Disamping itu, terdapat industri hospitality yang dijelaskan oleh Bayu Ramadhan dari Bobobox dengan memaparkan bagaimana bisnis hospitalitynya dapat mengintegrasikan prinsip keberlanjutan dengan bermitra oleh UMKM sekitar dalam penyediaan makanan, aktivitas wisata, hingga kebutuhan operasional bahkan lebih dari 50% karyawannya merupakan asli masyarakat sekitar. Dia menjelaskan dalam bisnis hospitality, sebenarnya permasalahan utamanya yaitu berasal dari regulasi pemerintah dan persepsi bahwa praktik keberlanjutan selalu dikaitkan dengan biaya yang premium.
Tri Buana Desy Arianty selaku sosial entrepreneur menyoroti masalah sosial yang ada di pedesaannya, yaitu Magelang.

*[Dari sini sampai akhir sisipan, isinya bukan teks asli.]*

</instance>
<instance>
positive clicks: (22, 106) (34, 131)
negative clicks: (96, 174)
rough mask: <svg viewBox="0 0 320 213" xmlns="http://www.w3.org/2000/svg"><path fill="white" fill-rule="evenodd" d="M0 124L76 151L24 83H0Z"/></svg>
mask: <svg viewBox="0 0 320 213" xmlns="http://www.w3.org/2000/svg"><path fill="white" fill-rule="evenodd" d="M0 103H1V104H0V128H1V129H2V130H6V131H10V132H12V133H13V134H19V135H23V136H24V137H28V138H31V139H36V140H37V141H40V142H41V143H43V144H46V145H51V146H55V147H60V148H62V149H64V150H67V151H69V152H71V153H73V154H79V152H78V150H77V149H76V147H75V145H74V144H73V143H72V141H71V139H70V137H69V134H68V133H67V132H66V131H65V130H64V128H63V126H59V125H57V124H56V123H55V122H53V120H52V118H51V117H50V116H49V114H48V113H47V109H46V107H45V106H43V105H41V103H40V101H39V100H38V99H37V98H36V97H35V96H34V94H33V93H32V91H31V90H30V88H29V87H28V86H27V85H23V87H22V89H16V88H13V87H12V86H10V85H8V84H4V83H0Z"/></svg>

Terdapat 2.000 kasus perkawinan anak di bawah umur di daerahnya. Dia menilai hal tersebut terjadi, karena tingkat pendidikan orang tua yang kurang serta rendahnya tingkat ekonomi di keluarga tersebut menjadi faktor Utama.
“Orang disana belum mempunyai pendidikan yang layak. Sehingga dalam memutusukan suatu keputusan cenderung tidak berpikir panjang. Kita tahu bahwa semakin berpendidikan seseorang, semakin teliti dalam pengambilan keputusan ke depannya,” jelasnya.
Di Magelang, Desy berhasil mengangkat harkat perempuan yang berprofesi sebagai perajin bambu, yang dulunya hanya mendapat Rp1.000 per keranjang. Kini, lewat inovasi produk bambu berkelanjutan, mereka tidak hanya meraih penghasilan lebih layak, tetapi juga turut melestarikan warisan budaya.
Diskusi panel ICMEM 2025 menegaskan bahwa perusahaan besar, UMKM, hingga usaha sosial harus bersinergi dalam membangun keberlanjutan. Pertamina menyiapkan transisi energi, Bobobox menunjukkan model circular economy, sementara Desy menekankan i pentingnya pemberdayaan masyarakat. Semua bergerak menuju tujuan bersama, mencapai ekonomi hijau, inklusif, dan berkelanjutan bagi Indonesia.